University of Washington
Geography  493
Basic Employment Search Strategies
 
 

IDENTIFYING  AND  GETTING  THE  EMPLOYMENT  YOU WANT

From Bolles, What Color Is Your Parachute?
There are 1 million vacancies a week in the U.S., and there are 4-5 million unemployed people.  But, the employer and the job seeker face the complicating realities of:


How do most of us look for a job?
How do you plan to go about looking for a job?
How do people who need an employee look for good potential employees?

Employers want reliable information about the skills, capabilities, work attributes of an employee, before hiring.  How can they obtain that?

1. Observe the employee directly
2. Rely on someone else within the organization to have observed the employee
3. Rely on a close colleague (or relative, or academic advisor), with whom the employer has repeated interaction.  This way, the employer has calibrated the way the colleague or relative assesses people, and the two have an on-going relationship to maintain.
4. Pay someone to find and assess a few good, potential employees.
5. As a last resort, look at strangers, subjecting them to interviews.
How can you be the person selected?
1. Current employment, temporary employment, or internships with the organization:  “get your foot in the door of the organization”  Another way of looking at this:  get out of an organization you don’t want to be in, and into one you do.
2. Do good work.  Show interest in the organization.
3. Get to know people, and illustrate your strong points.
4. Seek out an employment agency.
5. If you must rely on cold resumes:  target sectors, learn their ins and outs, be able to think tactically and speak intelligently, and provide the information that the potential employer needs.
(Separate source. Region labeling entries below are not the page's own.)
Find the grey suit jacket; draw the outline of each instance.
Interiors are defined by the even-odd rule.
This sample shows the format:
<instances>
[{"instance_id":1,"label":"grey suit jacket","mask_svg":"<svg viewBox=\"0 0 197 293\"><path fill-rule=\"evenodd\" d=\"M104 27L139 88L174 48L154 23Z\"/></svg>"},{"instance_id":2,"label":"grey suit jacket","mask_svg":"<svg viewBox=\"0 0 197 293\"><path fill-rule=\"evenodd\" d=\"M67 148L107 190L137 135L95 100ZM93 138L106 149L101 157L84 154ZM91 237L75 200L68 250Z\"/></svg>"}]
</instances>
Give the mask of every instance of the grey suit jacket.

Is this the way all hiring works?

So why in the world would anyone sit at home and send out vague resumes??? THE  "CREATIVE  APPROACH"
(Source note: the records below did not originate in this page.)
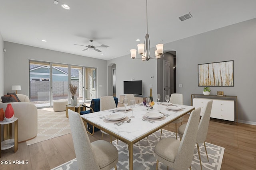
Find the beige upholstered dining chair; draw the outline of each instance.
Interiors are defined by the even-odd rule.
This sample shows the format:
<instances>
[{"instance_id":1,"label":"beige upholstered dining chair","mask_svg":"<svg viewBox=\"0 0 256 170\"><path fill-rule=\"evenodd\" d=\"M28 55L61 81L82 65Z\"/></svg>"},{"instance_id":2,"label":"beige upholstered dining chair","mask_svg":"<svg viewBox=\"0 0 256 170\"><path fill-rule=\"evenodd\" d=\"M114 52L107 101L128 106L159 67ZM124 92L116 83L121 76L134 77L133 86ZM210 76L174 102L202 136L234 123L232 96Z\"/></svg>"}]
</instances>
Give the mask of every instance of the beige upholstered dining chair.
<instances>
[{"instance_id":1,"label":"beige upholstered dining chair","mask_svg":"<svg viewBox=\"0 0 256 170\"><path fill-rule=\"evenodd\" d=\"M200 110L199 107L192 111L181 141L168 137L160 140L156 145L156 170L159 161L174 170L187 170L188 167L191 169Z\"/></svg>"},{"instance_id":2,"label":"beige upholstered dining chair","mask_svg":"<svg viewBox=\"0 0 256 170\"><path fill-rule=\"evenodd\" d=\"M130 106L131 105L130 103L130 101L131 100L135 100L134 95L133 94L127 94L126 95L126 98L128 99L128 105L127 106Z\"/></svg>"},{"instance_id":3,"label":"beige upholstered dining chair","mask_svg":"<svg viewBox=\"0 0 256 170\"><path fill-rule=\"evenodd\" d=\"M171 98L170 99L169 102L174 104L179 104L180 105L183 105L183 95L182 94L180 94L179 93L173 93L171 95ZM182 121L183 121L183 117L178 118L177 119L175 120L172 122L172 123L175 124L175 133L176 133L176 139L177 139L177 134L178 133L178 128L177 128L177 124L180 123L182 124ZM161 130L161 136L160 139L162 137L162 128ZM169 132L170 133L170 124L168 125L168 129Z\"/></svg>"},{"instance_id":4,"label":"beige upholstered dining chair","mask_svg":"<svg viewBox=\"0 0 256 170\"><path fill-rule=\"evenodd\" d=\"M114 167L116 170L116 148L105 141L91 143L80 114L70 109L68 112L78 169L107 170Z\"/></svg>"},{"instance_id":5,"label":"beige upholstered dining chair","mask_svg":"<svg viewBox=\"0 0 256 170\"><path fill-rule=\"evenodd\" d=\"M115 100L114 99L113 96L103 96L100 98L100 111L115 109L116 108L116 105ZM108 135L108 134L102 130L100 130L100 131L102 133L102 135L101 137L102 140L103 139L103 135L104 134ZM112 136L110 136L110 143L112 143Z\"/></svg>"},{"instance_id":6,"label":"beige upholstered dining chair","mask_svg":"<svg viewBox=\"0 0 256 170\"><path fill-rule=\"evenodd\" d=\"M203 113L203 115L201 117L199 125L198 125L198 129L197 132L197 136L196 143L197 147L197 150L198 152L198 156L199 157L199 160L200 160L200 166L201 166L201 169L202 170L202 162L201 161L201 156L200 155L200 151L199 150L199 143L204 143L204 149L205 152L207 156L207 160L209 161L208 158L208 154L207 154L207 151L206 150L206 147L205 146L205 140L206 139L207 135L207 132L208 131L208 127L209 127L209 122L210 121L210 118L211 115L211 111L212 110L212 100L211 100L208 102L206 104L204 113ZM204 111L203 110L203 111ZM180 139L181 140L181 139L184 135L185 132L185 129L186 128L186 123L180 126L179 127L179 136Z\"/></svg>"}]
</instances>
What is Bolles’s “creative approach”?

A more accurate name might be “the active approach,” because YOU:

1. Decide what you want to do:  what skills or capabilities do you have and do you enjoy developing?
2. Decide in what context you want to pursue these capabilities:  where do you want to contribute?
Occupation (the label we give to a particular package of tasks and capabilities)
Sector (what Bolles calls “field”)
Location or locations (how much travel appeals to you?)
3. Seek out organizations in sectors you want that make use, or could make use, of this occupation in locations that you want:  don’t wait for announced vacancies.  By focusing on an occupation/sector combination, you’ll gain ability to determine what organizations need (perhaps before they’ve made that decision).